Dual mechanistic TRAIL nanocarrier based on PEGylated heparin taurocholate and protamine which exerts both pro-apoptotic and anti-angiogenic effects.

ABSTRACT

The selective cytotoxicity of tumor necrosis factor-related apoptosis inducing ligand (TRAIL) to cancer cells but not to normal cells makes it an attractive candidate for cancer therapeutics. However, the disadvantages of TRAIL such as physicochemical instability and short half-life limit its further clinical applications. In this study, TRAIL was encapsulated into a novel anti-angiogenic nanocomplex for both improved drug distribution at the tumor site and enhanced anti-tumor efficacy. A nanocomplex was prepared firstly by entrapping TRAIL into PEG-low molecular weight heparin-taurocholate conjugate (LHT7), which is previously known as a potent angiogenesis inhibitor. Then, protamine was added to make a stable form of nanocomplex (PEG-LHT7/TRAIL/Protamine) by exerting electrostatic interactions.
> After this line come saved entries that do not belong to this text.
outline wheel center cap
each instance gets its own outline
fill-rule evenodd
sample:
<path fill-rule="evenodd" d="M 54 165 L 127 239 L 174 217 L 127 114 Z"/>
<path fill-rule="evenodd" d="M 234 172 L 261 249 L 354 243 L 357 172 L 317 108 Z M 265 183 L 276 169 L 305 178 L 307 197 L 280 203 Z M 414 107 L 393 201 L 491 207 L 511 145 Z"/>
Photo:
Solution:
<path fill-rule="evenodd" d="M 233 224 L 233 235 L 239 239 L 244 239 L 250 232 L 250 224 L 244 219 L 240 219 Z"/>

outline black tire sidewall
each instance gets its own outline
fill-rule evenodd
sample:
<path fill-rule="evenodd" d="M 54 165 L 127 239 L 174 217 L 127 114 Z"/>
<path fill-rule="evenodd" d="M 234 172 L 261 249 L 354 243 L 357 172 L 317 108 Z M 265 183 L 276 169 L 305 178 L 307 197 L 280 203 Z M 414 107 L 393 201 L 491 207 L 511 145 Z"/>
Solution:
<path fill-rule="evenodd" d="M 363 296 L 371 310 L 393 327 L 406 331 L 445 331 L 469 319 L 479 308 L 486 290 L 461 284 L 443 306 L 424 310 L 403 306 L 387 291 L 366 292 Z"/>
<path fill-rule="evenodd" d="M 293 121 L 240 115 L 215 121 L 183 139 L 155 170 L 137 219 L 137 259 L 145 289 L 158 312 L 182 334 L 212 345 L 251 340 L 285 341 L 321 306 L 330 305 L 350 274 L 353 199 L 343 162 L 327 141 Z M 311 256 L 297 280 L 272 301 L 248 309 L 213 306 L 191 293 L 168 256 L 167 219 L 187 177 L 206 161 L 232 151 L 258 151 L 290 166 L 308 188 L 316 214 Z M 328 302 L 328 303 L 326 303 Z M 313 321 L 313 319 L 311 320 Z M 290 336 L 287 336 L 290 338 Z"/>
We found that entrapping TRAIL into the nanocomplex significantly improved both pharmacokinetic properties and tumor accumulation rate without affecting the tumor selective cytotoxicity of TRAIL. Furthermore, the anti-tumor efficacy of nanocomplex was highly augmented (73.77±4.86%) compared to treating with only TRAIL (18.49 ± 19.75%), PEG-LHT7/Protamine (47.84 ± 14.20%) and co-injection of TRAIL and PEG-LHT7/Protamine (56.26 ± 9.98%). Histological analysis revealed that treatment with the nanocomplex showed both anti-angiogenic efficacy and homogenously induced cancer cell apoptosis, which suggests that accumulated TRAIL and LHT7 in tumor tissue exerted their anti-tumor effects synergistically. Based on this study, we suggest that PEG-LHT7/Protamine complex is an effective nanocarrier of TRAIL for enhancing drug distribution as well as improving anti-tumor efficacy by exploiting the synergistic mechanism of anti-angiogenesis.